You’re not “in the family”
You have everything it takes to do the job and do it well. You have the knowledge, experience, personality and skill set to really impress the employers. You fill out their application with grace until you come across the ever-dreaded question: “Are you related to anyone who is currently employed with us?” The answer is almost always no, and so is the answer to your question, “Did I get the job?”
It’s not what you know anymore (was it ever?), it’s who you know. We may have more experience or better grades or more talent in our field but no matter what, the one who knows someone on the inside will get the upper hand.
Make connections. Start a conversation with those around you; the guy at the bar, your manager at the restaurant you work at, your neighbors, your customers. You never know who may lend a hand.
You spelled something wrong
You could have spelled something wrong or have punctuation/grammar errors in your cover letter. Mistakes are tacky (and ironic if you’re applying to a writing job). Period, end of sentence, it’s an easy way for recruiters/employers to lessen their application load.
The cover letter you spent hours/days/months working on just isn’t entertaining enough
Recruiters admit to how dull, tedious, monotonous, and all other words for boring it is to read application after application after cover letter and resume. There’s a hefty possibility that you didn’t receive a callback purely because you weren’t entertaining enough on paper. Someone else’s opening line of their cover letter was cleverer or they nailed the perfect formula for a resume the recruiter was looking for on that particular day.

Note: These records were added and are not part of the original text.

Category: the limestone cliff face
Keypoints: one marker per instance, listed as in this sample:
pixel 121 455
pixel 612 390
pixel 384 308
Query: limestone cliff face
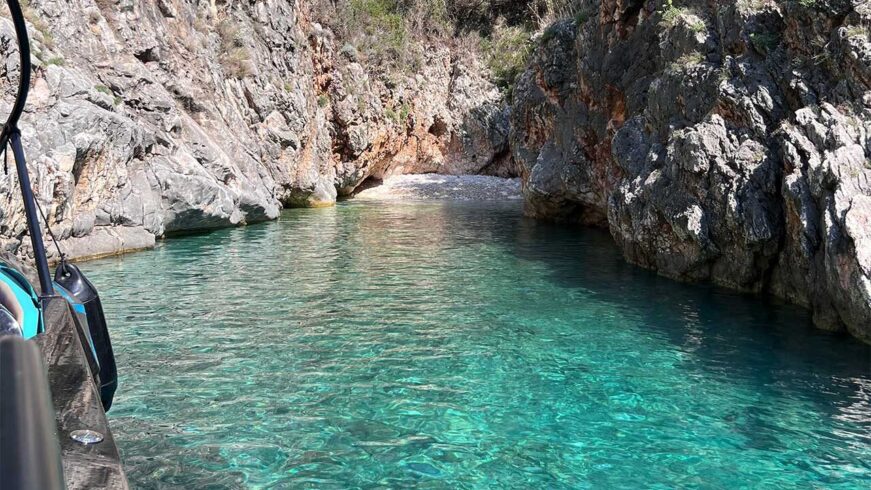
pixel 722 141
pixel 154 117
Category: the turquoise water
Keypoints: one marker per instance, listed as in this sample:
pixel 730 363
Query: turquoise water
pixel 463 346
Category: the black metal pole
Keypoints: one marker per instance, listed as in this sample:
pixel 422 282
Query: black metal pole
pixel 11 134
pixel 30 212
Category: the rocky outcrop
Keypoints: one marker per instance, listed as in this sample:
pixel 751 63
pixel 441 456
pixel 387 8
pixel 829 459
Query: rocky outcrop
pixel 720 141
pixel 148 118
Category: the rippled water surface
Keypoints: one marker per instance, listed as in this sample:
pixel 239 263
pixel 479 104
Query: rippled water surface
pixel 462 346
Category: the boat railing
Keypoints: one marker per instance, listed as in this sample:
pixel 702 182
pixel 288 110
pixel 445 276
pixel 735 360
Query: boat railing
pixel 30 456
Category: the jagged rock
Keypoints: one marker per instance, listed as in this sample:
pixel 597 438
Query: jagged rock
pixel 718 141
pixel 179 115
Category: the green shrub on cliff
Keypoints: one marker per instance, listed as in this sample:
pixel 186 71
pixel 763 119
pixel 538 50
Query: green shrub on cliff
pixel 507 50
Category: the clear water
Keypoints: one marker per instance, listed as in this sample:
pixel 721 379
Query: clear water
pixel 462 346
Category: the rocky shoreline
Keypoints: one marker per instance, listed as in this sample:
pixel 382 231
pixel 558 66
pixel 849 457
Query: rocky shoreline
pixel 736 149
pixel 717 141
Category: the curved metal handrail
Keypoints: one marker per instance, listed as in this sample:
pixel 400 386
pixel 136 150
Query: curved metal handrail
pixel 24 80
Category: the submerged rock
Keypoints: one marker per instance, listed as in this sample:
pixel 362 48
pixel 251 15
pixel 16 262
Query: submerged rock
pixel 724 141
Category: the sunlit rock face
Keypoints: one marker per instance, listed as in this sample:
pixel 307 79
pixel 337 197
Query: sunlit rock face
pixel 148 118
pixel 722 141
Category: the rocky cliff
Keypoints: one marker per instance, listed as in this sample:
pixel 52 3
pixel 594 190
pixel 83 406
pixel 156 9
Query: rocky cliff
pixel 721 141
pixel 148 118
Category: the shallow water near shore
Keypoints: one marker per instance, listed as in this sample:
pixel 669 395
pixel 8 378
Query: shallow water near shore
pixel 460 345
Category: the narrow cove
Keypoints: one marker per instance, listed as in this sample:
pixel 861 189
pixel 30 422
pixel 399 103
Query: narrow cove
pixel 460 344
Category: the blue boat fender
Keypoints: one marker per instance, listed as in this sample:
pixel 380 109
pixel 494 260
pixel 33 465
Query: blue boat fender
pixel 83 291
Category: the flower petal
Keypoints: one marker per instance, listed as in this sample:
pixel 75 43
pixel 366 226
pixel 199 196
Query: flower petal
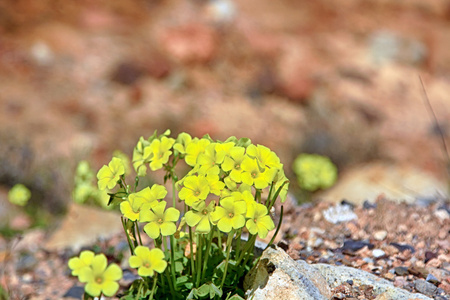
pixel 168 228
pixel 109 288
pixel 171 214
pixel 113 272
pixel 152 229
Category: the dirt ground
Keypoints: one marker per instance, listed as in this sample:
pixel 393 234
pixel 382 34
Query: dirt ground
pixel 80 80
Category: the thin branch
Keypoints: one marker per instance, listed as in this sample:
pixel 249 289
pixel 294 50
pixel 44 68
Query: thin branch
pixel 436 124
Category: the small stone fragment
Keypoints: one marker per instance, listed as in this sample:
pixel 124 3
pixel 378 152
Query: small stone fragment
pixel 339 213
pixel 432 279
pixel 401 271
pixel 378 253
pixel 352 245
pixel 403 247
pixel 424 287
pixel 380 235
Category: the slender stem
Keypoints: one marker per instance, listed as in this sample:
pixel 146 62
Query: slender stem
pixel 250 242
pixel 130 243
pixel 208 248
pixel 238 242
pixel 139 233
pixel 172 292
pixel 219 239
pixel 258 196
pixel 192 253
pixel 155 280
pixel 199 259
pixel 230 238
pixel 278 228
pixel 270 192
pixel 172 261
pixel 173 193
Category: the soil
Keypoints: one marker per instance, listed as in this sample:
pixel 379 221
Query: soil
pixel 79 81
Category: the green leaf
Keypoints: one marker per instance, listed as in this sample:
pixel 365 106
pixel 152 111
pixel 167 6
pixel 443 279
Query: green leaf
pixel 182 280
pixel 203 290
pixel 236 297
pixel 192 294
pixel 178 266
pixel 216 290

There’s a fine line between standing out and appearing unprofessional. It is up to you to research and implement the best way to comfortably catch your reader’s attention.
They made up a reason
I’m sorry, somehow now we don’t have the funds to hire a new employee (thanks for the false advertisement). You didn’t quite match our websites tone, here’s what we’re looking for (but I did exactly that). Someone else spent one month longer interning than you did (FINE!!) The excuses are endless and usually bogus, but the worst reason is no reason.
You have no idea
Since most companies will leave you hanging, a lot of the time, you will never even find out why you didn’t get a job. You can follow up call and email all you want and still never hear anything back as to why you weren’t the chosen one.
Friends, family, and colleagues come in handy. Let others read your resume and cover letters. They will most likely pick up on anything you missed, should add or definitely remove.
Hey! The bright side is that after sending more applications than you can count and still have no job, you can definitively assume something is just not working.